Off brand? Cat, MF and Valtra are in the top ten in the world for production, that's name plates, combine them into just Agco and they are right up there with JD. I have a Cat/Agco dealer 20 minutes away, a Agco/NH dealer 20 minutes away and the largest seller of White planters in the nation 90 minutes away.


----------



## swmnhay

*Funny thing is people that run them,Massey,Challenger,Agco tend to like them and others bad mouth them but have never ran one.*

*Resale.I spent 25K less on my MF 8150 when i bought it new compared to JD.It's still worth about 25K less then the JD.So how is that better.I saved 25K.*

*MF downfall in the US was their dealer network failed in the 80's*

*There are some good dealers out their and they have been getting a few more latley.*

*Not sure now but Massey was world leader in tractor sales.*


----------



## jtpfarm

Just to be clear i am speaking of the tractor market and dealer availibility in the U.S.


----------



## LeadFarmer

swmnhay said:


> *Not sure now but Massey was world leader in tractor sales.*


If this is true, in my opinion, it is only due to the fact that they are so cheap (Massey Ferg). We have a local dealer here that also sells New Holland. Dude straight up told me he has known me too long and likes me too much to sell me a Massey tractor.

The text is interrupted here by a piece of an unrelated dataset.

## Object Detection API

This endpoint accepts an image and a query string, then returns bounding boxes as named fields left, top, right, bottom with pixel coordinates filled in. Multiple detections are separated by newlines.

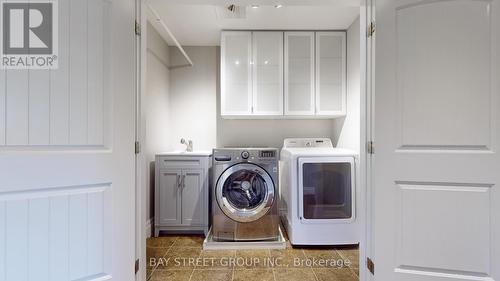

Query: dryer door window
left=216, top=163, right=274, bottom=222
left=299, top=158, right=355, bottom=222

Massey/Hesston/Challenger all fit under the AgCo umbrella. Challenger is their "premium" line. I have yet to have one on my farm, and thats not to say I never will, but I DESPISE the Challenger salesman in this area, and he is not welcome on my property. I guess what I am trying to say is that I don't really have an opinion of these machines based on experience, just word of mouth and what I have seen visually.

There are a few Massey tractors and swathers running around out here, and not suprisingly they belong to a couple farmers who like to do things on the cheap, and I mean dirt cheap.

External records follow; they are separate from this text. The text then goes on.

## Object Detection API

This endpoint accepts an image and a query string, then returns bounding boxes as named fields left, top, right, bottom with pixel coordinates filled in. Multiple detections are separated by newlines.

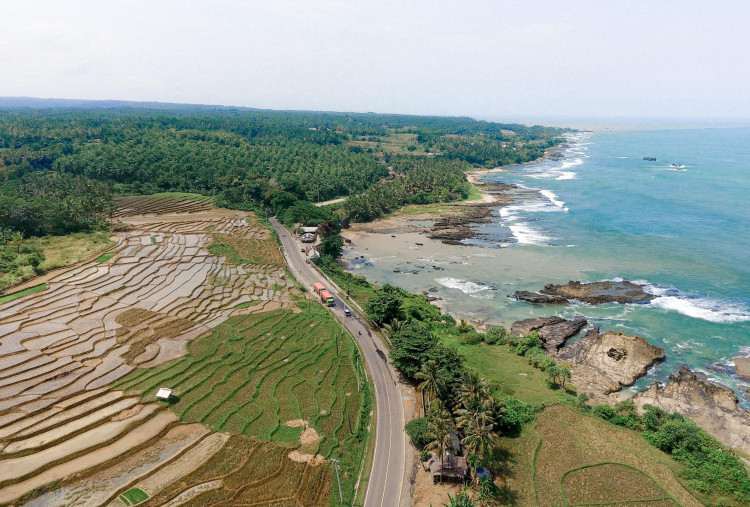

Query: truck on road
left=320, top=290, right=336, bottom=306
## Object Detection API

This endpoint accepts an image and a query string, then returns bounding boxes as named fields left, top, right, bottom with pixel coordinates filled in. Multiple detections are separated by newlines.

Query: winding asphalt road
left=271, top=218, right=406, bottom=507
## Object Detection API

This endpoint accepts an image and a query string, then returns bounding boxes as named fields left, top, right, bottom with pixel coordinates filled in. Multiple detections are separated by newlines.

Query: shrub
left=515, top=331, right=542, bottom=356
left=484, top=327, right=508, bottom=345
left=526, top=348, right=555, bottom=371
left=406, top=417, right=430, bottom=446
left=592, top=405, right=617, bottom=421
left=440, top=313, right=456, bottom=326
left=458, top=319, right=474, bottom=333
left=458, top=330, right=482, bottom=345
left=495, top=396, right=536, bottom=435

Case Maxxum should be a great tractor for you. I am currently heavy on red tractors and have been extremely happy with all of them. I have several ranging from a 95 horse Farmall to a 535 horsepower Quadtrac and they have been problem free with quite a few hours on them this year. Our local Case dealership is just awesome though. Such great men to work with, they are aggressive, yet not pushy and totally customer focused.

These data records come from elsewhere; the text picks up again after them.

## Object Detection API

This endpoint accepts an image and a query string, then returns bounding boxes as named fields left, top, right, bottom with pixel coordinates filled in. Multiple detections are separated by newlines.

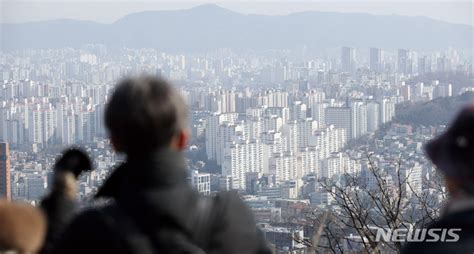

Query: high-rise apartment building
left=369, top=48, right=382, bottom=71
left=341, top=47, right=355, bottom=73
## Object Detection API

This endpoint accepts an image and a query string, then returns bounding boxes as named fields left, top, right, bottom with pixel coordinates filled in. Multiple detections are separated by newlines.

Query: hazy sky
left=0, top=0, right=474, bottom=25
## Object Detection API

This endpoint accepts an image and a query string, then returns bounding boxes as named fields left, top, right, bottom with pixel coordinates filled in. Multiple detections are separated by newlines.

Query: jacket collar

My main advice to you would be to consider your local dealers and support system. This is basically what has influenced my few latest equipment purchases. Find the dealer who supports you and the product the best and go with them. In this day and age, honestly, most brands of tractor are neck and neck with each other, so it comes to down support for me.


----------



## slowzuki

Not sure which models you mean but Massey is a premium tractor here although they have a cheap line too. In europe they are slightly cheaper than JD but so is everyone except Fendt.

The 5400, 6400, 7400 series etc are all top spec tractors. Aside from a few exceptions really well respected machines.


----------



## JD3430

I talked to my Kubota dealer this morning about a M-125X I just found. They are a GREAT dealer and have cut me more than a few breaks along the way and repaired used equipment for me FREE even when there was no warranty. Although they used to be a bigger Ag dealer, with all the farms that disappeared 10 years ago, they really concentrate on under 100HP. I told him I was looking at a 125X. He really doesn't have a horse in the race but told me I'd love the tractor and it's a perfect hay tractor for round baling. He will fix it and road service it for me and said he would like to keep me orange. These people have always treated me the way I like to be treated.
Mind you, he didn't say anything bad about Challenger.
I talked to local CAT dealer service. He said they honestly focused on industrial forklift, dozer type stuff and rarely serviced Challenger Ag tractors, but did not say he wouldn't, either.

Bottom line here is that Kubota would probably be a closer, more familiar dealer than Challenger.


----------



## mlappin

Bottom line is if you have a crappy dealer with crappy service no matter what brand they sell it will be crap.


----------



## JD3430

Yes That's very true.


----------



## swmnhay

mlappin said:


> Bottom line is if you have a crappy dealer with crappy service no matter what brand they sell it will be crap.


AGREE


----------